The following sample code (by Python and C#) shows how to group DataFrame and compute the aggregated values such as Max, Min, or Average.
Aggregation
- Grouping: groups the DataFrame using the specified columns, so we can run aggregation on them.
- groupby(list of columns …)
- Filtering:
- where(condition)
- filter(condition)
- Aggregate Functions
- count(), count(column)
- max(column)
- min(column)
- avg(column)
- sum(column)
- Aggregation: computes aggregates and returns the result as a DataFrame
- agg(expr)
Data File
- Create a csv file with the following content.
product,price
Milk,3.99
Bread,4.5
Bread,4.25
Egg,2.99
Milk,4.3
Egg,3.49
Bread,4.15
Egg,3.75
Milk,3.89
Egg,3.15
Result
Python Application
from pyspark.sql import SparkSession
from pyspark.sql.types import *
from pyspark.sql.functions import *
if __name__ == "__main__":
spark = (SparkSession
.builder
.appName("aggregation-test")
.getOrCreate())
data_file = "test/data/grocery-list.csv"
# schema
custom_schema = StructType([
StructField("product", StringType(), False),
StructField("price", DoubleType(), False)])

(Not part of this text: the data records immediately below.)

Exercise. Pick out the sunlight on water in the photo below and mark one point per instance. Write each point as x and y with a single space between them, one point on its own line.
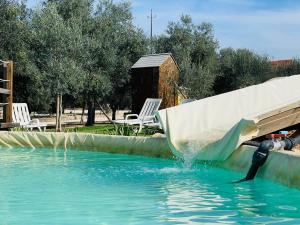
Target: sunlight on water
79 187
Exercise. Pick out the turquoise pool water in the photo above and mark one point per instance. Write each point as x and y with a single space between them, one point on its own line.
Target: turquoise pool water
79 187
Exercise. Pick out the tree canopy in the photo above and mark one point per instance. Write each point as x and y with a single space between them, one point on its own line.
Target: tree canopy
83 50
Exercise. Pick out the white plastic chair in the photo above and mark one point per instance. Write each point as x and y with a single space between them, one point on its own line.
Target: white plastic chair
21 116
146 116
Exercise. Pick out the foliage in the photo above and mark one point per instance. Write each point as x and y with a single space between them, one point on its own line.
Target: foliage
84 49
194 48
240 68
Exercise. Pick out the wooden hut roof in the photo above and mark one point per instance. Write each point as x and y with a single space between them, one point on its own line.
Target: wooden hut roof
153 60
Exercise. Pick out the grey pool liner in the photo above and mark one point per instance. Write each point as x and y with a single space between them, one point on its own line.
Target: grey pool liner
281 166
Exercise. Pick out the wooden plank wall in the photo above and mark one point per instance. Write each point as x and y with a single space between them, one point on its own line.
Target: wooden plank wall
168 74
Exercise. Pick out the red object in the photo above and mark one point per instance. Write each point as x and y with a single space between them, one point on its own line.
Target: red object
274 136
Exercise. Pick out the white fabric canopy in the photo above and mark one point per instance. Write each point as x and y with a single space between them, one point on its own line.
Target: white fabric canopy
212 128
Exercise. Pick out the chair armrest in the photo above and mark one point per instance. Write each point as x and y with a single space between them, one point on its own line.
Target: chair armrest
148 118
34 121
131 115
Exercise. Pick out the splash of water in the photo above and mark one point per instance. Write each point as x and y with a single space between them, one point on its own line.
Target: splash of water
191 152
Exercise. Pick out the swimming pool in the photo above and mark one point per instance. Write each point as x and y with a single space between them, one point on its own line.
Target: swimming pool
46 186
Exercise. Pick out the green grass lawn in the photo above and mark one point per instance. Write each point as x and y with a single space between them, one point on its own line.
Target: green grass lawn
111 129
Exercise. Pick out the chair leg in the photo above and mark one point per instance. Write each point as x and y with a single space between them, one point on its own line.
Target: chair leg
140 128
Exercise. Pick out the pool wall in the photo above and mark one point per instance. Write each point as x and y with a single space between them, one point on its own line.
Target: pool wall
147 146
282 166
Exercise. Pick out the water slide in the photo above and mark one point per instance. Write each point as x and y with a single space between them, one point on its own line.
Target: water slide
213 128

grocery_price = (spark.read.format("csv")
.option("header", True)
.schema(custom_schema)
.load(data_file))
grocery_price.show()
# no grouping
# just find the max, min, and average price
grocery_price.select(
format_number(max(col("price")), 2).alias("MaxPrice"),
format_number(min(col("price")), 2).alias("MinPrice"),
format_number(avg(col("price")), 2).alias("AvgPrice")
).show()
# get the number of items of each group
grocery_price.groupBy(col("product")).count().show()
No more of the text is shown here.